The Student Activities and Welfare Committee were Tech’s earliest concert coordinators and promoters of big name entertainment.  By 1966, they sponsored extracurricular activities and negotiated contracts for big name entertainment. This was done with students and the student organizations.  For instance, Scabbard and Blade sponsored the Dick Clark Caravan in 1966 and Neil Diamond in 1968 and Alpha Kappa Psi, the professional fraternity, sponsored The Association in 1967. Unfortunately, the Student Activities and Welfare Committee found that the profits, which could be large or very small, imbalanced other activities and gave profits to individual clubs and organizations unfairly. The Associated Student Body (ASB) began to use a rotation system to make sure individual student organizations did not monopolize better dates for events and moved to reinvest profits from more successful events to other events. Sponsoring organizations spent over $30,000 in big name entertainment in 1967 alone. By 1968, the ASB suggested a Student Entertainment Organization. The business of entertainment was big and the ASB determined that it was a job and suggested a committee for the work.

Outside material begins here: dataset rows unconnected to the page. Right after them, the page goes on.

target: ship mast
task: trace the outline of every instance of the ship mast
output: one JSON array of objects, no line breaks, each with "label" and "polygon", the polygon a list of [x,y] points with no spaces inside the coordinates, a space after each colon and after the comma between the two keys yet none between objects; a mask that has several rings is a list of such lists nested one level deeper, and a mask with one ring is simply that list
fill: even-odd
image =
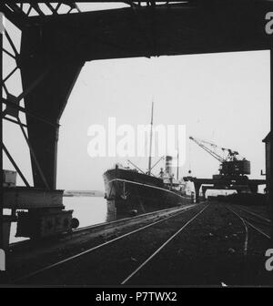
[{"label": "ship mast", "polygon": [[152,102],[152,116],[151,116],[151,131],[150,131],[150,150],[149,150],[148,175],[151,175],[151,168],[152,168],[153,121],[154,121],[154,101]]},{"label": "ship mast", "polygon": [[177,178],[179,179],[179,139],[177,138]]}]

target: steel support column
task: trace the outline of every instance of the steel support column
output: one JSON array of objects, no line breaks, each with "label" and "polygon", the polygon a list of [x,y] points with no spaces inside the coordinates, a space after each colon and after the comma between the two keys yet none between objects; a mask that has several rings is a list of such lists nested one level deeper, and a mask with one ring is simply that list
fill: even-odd
[{"label": "steel support column", "polygon": [[[273,143],[273,49],[270,49],[270,131],[269,133],[269,143],[270,143],[270,168],[269,168],[269,178],[268,182],[268,201],[269,201],[269,211],[271,215],[271,220],[273,221],[273,149],[272,149],[272,143]],[[271,226],[271,240],[273,241],[273,223]]]},{"label": "steel support column", "polygon": [[[0,33],[0,73],[1,81],[3,80],[3,34]],[[2,87],[1,87],[2,88]],[[1,89],[1,105],[0,105],[0,143],[3,143],[3,118],[2,110],[3,107],[3,90]],[[0,249],[4,249],[4,202],[3,202],[3,150],[2,146],[0,147]]]}]

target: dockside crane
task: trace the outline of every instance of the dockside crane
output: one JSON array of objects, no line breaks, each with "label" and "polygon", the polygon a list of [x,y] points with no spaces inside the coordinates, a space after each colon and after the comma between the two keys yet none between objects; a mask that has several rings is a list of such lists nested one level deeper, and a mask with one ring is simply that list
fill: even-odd
[{"label": "dockside crane", "polygon": [[[216,144],[195,138],[192,136],[189,137],[189,139],[194,141],[197,146],[220,162],[220,177],[237,178],[250,174],[250,161],[247,160],[245,158],[241,158],[238,151],[227,148],[220,148]],[[224,156],[222,157],[216,152],[217,149],[220,149]],[[214,177],[216,178],[218,176]]]}]

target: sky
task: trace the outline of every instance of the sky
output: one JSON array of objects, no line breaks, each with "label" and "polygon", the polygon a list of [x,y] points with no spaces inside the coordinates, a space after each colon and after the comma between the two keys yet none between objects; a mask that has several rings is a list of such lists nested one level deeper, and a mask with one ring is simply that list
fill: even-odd
[{"label": "sky", "polygon": [[[5,63],[7,74],[13,64]],[[10,85],[19,94],[19,74],[16,77]],[[126,158],[91,158],[89,127],[106,128],[109,117],[116,118],[117,126],[148,124],[152,100],[155,125],[186,125],[187,138],[238,151],[251,161],[249,178],[264,178],[262,139],[269,131],[269,51],[86,62],[60,121],[57,188],[103,190],[104,171]],[[5,121],[4,133],[5,146],[32,183],[28,148],[19,128]],[[181,176],[188,169],[198,178],[217,173],[219,162],[190,140],[186,152]],[[147,169],[147,158],[130,159]],[[6,158],[4,166],[12,169]]]}]

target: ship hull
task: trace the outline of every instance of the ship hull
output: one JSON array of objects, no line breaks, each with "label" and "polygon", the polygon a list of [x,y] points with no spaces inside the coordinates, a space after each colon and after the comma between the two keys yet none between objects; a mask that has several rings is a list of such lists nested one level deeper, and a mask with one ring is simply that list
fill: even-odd
[{"label": "ship hull", "polygon": [[167,189],[158,178],[122,168],[104,173],[108,208],[118,215],[147,213],[188,204],[190,199]]}]

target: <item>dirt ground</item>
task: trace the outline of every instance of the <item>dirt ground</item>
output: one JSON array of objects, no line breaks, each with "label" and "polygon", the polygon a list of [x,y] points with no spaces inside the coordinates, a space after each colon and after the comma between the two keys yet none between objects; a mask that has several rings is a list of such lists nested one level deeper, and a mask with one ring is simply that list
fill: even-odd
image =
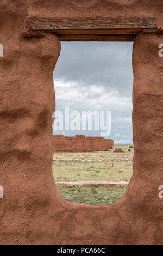
[{"label": "dirt ground", "polygon": [[129,181],[133,174],[134,149],[129,145],[115,145],[124,153],[108,151],[54,154],[52,169],[60,181]]},{"label": "dirt ground", "polygon": [[[129,181],[133,175],[134,149],[129,145],[115,145],[124,153],[108,151],[54,154],[53,173],[55,182],[60,181]],[[95,205],[110,204],[124,194],[126,187],[58,187],[65,199]]]}]

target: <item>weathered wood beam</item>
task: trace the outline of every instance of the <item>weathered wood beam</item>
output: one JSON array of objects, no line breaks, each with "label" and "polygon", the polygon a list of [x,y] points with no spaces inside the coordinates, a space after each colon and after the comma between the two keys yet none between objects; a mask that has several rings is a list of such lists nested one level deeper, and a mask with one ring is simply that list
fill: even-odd
[{"label": "weathered wood beam", "polygon": [[96,19],[43,19],[29,17],[28,23],[32,30],[61,31],[65,29],[112,29],[154,28],[155,19],[129,17],[97,17]]}]

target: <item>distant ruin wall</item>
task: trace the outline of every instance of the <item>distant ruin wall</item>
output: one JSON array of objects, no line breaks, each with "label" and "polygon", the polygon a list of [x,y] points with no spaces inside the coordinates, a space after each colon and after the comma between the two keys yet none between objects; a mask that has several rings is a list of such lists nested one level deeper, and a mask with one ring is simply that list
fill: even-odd
[{"label": "distant ruin wall", "polygon": [[114,141],[104,137],[53,135],[54,152],[92,152],[114,148]]}]

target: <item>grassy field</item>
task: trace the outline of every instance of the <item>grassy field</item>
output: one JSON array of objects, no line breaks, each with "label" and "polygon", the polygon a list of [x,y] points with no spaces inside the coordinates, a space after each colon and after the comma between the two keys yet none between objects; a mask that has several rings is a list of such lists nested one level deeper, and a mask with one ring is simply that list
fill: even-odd
[{"label": "grassy field", "polygon": [[126,192],[126,188],[103,187],[59,187],[60,194],[74,203],[85,203],[94,205],[110,204],[118,200]]},{"label": "grassy field", "polygon": [[[128,152],[129,145],[115,145],[124,153],[114,150],[94,153],[55,153],[53,173],[55,182],[60,181],[129,181],[133,174],[134,150]],[[124,188],[59,187],[66,199],[77,203],[109,204],[124,193]],[[93,192],[95,190],[95,192]]]}]

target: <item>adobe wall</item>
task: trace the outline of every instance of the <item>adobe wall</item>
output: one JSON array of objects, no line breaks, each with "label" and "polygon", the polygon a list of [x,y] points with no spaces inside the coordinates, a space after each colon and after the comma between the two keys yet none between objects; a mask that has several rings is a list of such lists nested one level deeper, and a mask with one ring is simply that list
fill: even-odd
[{"label": "adobe wall", "polygon": [[54,135],[53,139],[54,152],[66,152],[68,151],[64,135]]},{"label": "adobe wall", "polygon": [[54,152],[92,152],[114,148],[114,141],[103,137],[53,135]]},{"label": "adobe wall", "polygon": [[0,3],[0,244],[162,244],[163,35],[136,36],[133,48],[134,174],[124,196],[110,205],[71,203],[52,172],[53,72],[59,38],[22,36],[28,16],[155,17],[160,0],[16,0]]}]

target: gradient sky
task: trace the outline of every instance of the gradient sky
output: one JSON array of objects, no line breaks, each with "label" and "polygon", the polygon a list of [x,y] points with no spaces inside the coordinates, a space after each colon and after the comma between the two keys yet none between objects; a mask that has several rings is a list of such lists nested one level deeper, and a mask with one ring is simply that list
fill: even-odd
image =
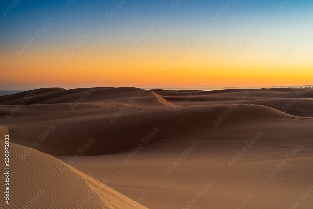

Following this recommendation, the Student Affairs Committee formed the University Programming Committee in 1974 to handle big name entertainment and extracurricular activities. They estimated over $50,000 in costs for promotions, arrangements, and concerts. The Committee's job was also to navigate the rest of the University calendar making certain events were not double-booked. A larger change was also taking place in the music world. Billboard suggested in the 1970s that music agents would no longer work with students. The University began working with Sound Seventy for booking and promotion.

As of 2012, the Student Government Association’s Tech Activities Board selects the bands for the big name entertainment, now called S.O.L.O. (Student Organization Live Opportunity) concerts. Students vote on a genre and then a band. The SGA takes fifteen of the selected bands and with the contractor, Concert Ideas, offers these bands the opportunity to play starting with the first choice and moving down the list. Students receive free tickets. Tickets left from shows are then sold to the masses. The shows happen in the Spring and Fall. They are better attended than many past shows, whether because there are fewer or because they are decided on differently. This method allows for a more diverse selection of music.